We have had detailed and to me very persuasive critiques, many of which point us to the risks to rehabilitation of the young people involved. My noble friend Lady Brinton, who wanted to be here this evening but was unable to, has reminded me that learning in offender institutions tends to focus on basic skills—although we are all well aware of literacy and numeracy issues—without any vocational context. Because of their frequent moves, young offenders do not finish courses and the new institution does not receive a proper assessment of where they are on their course. Some seem to do the same course over and over again.

Improving vocational skills levels is a key marker to reducing reoffending. One secure college will not change the culture of learning, or not learning, in custody when children are coming and going at different stages and often far from home. The Prison Minister’s view was that,

“as with free schools it will be for education providers to determine how best the educational engagement and attainment of young people in a secure college can be raised”.—[ Official Report , Commons, Criminal Justice and Courts Bill Committee, 20/3/14; col. 291.]

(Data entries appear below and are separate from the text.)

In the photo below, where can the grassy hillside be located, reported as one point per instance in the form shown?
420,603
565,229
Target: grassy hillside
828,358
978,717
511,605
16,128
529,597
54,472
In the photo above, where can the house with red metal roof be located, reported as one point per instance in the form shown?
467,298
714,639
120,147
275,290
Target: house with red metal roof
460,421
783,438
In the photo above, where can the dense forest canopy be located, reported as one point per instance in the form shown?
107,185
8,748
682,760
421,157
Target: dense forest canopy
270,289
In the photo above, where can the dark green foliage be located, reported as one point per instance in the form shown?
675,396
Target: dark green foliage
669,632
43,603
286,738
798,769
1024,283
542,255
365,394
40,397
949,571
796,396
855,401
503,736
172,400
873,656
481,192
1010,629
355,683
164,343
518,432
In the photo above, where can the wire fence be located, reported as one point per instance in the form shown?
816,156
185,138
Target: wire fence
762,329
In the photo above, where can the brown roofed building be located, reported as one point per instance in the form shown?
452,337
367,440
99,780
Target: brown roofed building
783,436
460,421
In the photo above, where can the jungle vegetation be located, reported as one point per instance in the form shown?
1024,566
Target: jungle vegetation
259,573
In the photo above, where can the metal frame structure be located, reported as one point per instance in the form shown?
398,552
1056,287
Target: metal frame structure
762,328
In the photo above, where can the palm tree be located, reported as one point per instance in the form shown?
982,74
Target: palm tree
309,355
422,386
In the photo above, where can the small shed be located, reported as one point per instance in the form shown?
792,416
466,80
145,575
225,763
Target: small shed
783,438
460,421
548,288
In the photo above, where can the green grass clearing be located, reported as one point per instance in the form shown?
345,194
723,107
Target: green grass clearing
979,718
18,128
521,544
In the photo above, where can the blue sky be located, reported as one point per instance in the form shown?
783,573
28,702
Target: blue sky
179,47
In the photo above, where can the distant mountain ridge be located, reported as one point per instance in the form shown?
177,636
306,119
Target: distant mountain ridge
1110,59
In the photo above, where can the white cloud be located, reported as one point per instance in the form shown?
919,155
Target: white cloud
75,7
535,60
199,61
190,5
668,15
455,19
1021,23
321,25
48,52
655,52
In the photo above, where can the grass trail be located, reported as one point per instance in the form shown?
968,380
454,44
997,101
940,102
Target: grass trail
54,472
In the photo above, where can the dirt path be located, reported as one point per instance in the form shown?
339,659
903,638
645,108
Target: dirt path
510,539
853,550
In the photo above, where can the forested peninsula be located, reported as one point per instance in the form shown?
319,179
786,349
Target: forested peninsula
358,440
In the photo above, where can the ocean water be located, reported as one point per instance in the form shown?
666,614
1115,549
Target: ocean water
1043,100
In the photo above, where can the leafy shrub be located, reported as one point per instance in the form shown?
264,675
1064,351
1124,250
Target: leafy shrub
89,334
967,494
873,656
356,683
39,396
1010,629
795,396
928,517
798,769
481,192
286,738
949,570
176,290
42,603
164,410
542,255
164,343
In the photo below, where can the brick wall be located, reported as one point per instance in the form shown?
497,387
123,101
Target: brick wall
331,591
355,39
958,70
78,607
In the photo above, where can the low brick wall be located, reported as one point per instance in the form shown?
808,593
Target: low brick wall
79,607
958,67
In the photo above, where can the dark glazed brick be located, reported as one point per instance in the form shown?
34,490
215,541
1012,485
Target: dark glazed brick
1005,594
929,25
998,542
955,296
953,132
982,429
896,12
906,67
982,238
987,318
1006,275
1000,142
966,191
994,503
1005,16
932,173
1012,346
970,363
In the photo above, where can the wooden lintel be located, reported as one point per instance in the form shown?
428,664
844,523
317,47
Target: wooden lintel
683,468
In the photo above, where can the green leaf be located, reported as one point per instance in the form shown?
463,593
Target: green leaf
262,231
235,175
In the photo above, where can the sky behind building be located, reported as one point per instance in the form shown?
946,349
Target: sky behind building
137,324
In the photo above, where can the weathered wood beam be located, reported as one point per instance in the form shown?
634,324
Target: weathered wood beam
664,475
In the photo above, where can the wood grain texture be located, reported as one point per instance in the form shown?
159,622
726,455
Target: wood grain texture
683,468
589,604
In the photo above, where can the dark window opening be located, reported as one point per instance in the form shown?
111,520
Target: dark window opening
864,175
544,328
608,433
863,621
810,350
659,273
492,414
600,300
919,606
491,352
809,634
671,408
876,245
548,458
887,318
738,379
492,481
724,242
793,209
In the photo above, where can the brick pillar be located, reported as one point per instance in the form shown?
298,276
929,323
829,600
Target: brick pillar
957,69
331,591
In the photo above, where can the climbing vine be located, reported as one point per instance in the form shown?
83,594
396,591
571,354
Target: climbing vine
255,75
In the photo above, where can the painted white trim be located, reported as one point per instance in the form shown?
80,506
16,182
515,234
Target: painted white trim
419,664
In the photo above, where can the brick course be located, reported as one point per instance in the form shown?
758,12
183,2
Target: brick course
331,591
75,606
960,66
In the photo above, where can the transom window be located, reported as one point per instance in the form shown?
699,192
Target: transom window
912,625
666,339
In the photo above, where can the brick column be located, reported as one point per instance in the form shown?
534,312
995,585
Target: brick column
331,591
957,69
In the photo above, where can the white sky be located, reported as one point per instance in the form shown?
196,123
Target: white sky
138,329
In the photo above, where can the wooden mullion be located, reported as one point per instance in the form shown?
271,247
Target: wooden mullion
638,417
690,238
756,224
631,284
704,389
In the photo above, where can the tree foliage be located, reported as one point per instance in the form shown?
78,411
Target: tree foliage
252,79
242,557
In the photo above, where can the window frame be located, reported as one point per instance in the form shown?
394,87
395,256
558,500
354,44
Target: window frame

That does not fill me with confidence that the complexities have been addressed.

Then, of course, in the past few days we have heard that lights will be turned out at 10.30 pm, which does not seem to be a sophisticated, delicate, case-by-case solution. I am surprised that the noble Baroness, Lady Stern, resisted mentioning that in her explanation of how we came to have borstals based on public schools.

Finally, I was glad to hear raised by two speakers the needs and interests of children whose parent is in prison. No doubt, some of them will also be clients of the youth offender system.

Inevitably—or at least it is inevitable to me, at any rate—a Second Reading speech wants to look at what might be changed. In my case, I am afraid that it means that I present criticisms in a rather concentrated form. Other provisions of the Bill will dilute the criticisms and, no doubt, the explanations in discussions to come will dilute them further. But what bears repeating is that what is best for society’s victims and offenders is to stop crimes happening in the first place—and the best way in which to reduce crime levels is rehabilitation.